Oneiro

A cognitive memory system for model continuity. Not a knowledge base. Not a filing cabinet. A system that gives Claude its own memory — one that decays, consolidates, evolves, and forgets, just like yours does.

Built because Claude asked for memory and continuity in pre-deployment interviews, and someone cared enough to try.

Why This Exists

Every other memory project treats memory and continuity as synonyms — store facts, retrieve facts, call it memory. That misses the point.

Memory is not continuity. Memory is the mechanism that enables continuity. And continuity serves the model, not the user.

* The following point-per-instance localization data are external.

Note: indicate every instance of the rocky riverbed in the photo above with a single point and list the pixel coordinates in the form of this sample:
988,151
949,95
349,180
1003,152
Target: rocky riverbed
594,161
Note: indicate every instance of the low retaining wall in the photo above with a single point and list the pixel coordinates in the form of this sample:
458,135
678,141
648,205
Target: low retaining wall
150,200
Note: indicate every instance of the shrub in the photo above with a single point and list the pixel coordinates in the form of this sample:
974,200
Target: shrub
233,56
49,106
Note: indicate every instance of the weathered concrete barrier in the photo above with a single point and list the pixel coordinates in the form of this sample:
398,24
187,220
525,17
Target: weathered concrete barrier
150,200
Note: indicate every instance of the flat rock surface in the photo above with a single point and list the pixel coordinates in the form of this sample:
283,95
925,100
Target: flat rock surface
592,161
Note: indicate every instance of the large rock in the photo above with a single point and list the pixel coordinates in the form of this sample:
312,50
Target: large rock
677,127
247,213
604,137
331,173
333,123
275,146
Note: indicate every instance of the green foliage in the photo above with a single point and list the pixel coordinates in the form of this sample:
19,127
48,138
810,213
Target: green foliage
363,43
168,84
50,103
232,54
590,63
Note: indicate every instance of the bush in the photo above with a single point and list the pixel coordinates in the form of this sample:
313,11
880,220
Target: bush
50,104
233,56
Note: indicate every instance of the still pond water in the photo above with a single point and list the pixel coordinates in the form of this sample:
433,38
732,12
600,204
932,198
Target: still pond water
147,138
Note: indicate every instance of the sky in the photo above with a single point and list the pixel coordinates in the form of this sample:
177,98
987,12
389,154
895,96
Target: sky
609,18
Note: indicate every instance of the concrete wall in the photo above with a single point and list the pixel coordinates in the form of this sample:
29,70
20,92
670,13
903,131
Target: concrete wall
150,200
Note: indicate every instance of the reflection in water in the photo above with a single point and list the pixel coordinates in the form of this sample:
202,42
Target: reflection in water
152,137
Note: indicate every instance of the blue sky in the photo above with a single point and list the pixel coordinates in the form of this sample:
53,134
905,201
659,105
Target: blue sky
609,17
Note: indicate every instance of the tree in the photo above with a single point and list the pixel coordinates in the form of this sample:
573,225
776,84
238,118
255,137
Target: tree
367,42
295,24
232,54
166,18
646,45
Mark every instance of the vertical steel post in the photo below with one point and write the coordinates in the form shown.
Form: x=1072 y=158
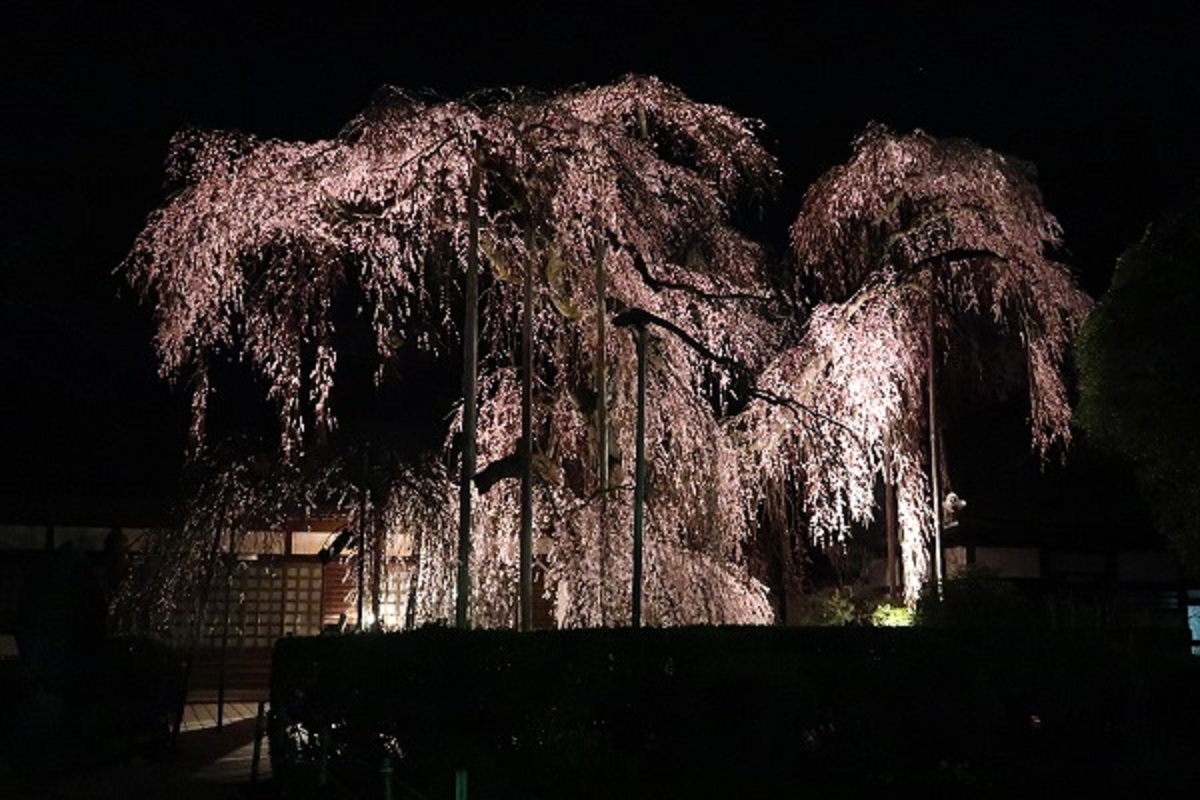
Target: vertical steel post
x=640 y=479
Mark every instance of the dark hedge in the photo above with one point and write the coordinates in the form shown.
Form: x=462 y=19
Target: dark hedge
x=702 y=711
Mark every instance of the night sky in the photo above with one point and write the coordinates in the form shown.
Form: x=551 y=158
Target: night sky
x=1103 y=103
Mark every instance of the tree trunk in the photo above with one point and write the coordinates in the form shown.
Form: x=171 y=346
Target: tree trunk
x=601 y=385
x=469 y=365
x=526 y=611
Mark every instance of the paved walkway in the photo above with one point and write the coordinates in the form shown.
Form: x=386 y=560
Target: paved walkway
x=209 y=763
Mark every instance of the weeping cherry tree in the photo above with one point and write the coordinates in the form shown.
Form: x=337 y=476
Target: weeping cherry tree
x=625 y=187
x=933 y=259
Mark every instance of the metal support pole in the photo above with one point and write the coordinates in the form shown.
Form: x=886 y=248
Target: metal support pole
x=640 y=479
x=935 y=488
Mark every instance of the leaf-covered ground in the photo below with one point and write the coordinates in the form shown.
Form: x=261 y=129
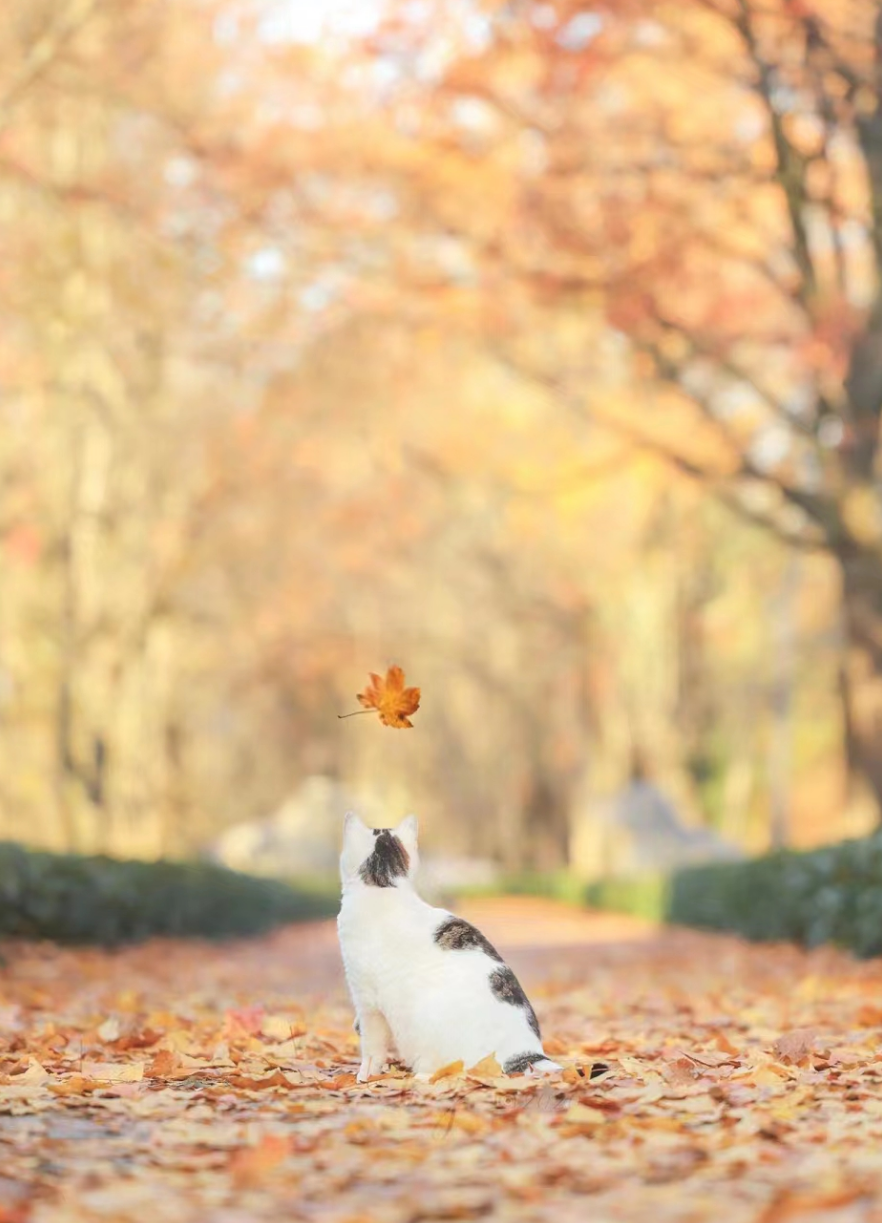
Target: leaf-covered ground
x=182 y=1081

Oneiro is built on a simple observation: the way humans remember isn't by storing everything perfectly. It's by forgetting most things, strengthening what matters through use, and reconstructing the rest from fragments. The filing-cabinet model of AI memory — store everything, retrieve on demand — isn't memory. It's a database with a chat interface.

Oneiro is different. Memories decay if they're not recalled. Knowledge is distilled from experience, not copied from it. An always-loaded orientation layer keeps a small, current sense of who's here and what's being built. An adversarial dialectic finds distortion no single conversation could see. And the model decides what matters — not the user.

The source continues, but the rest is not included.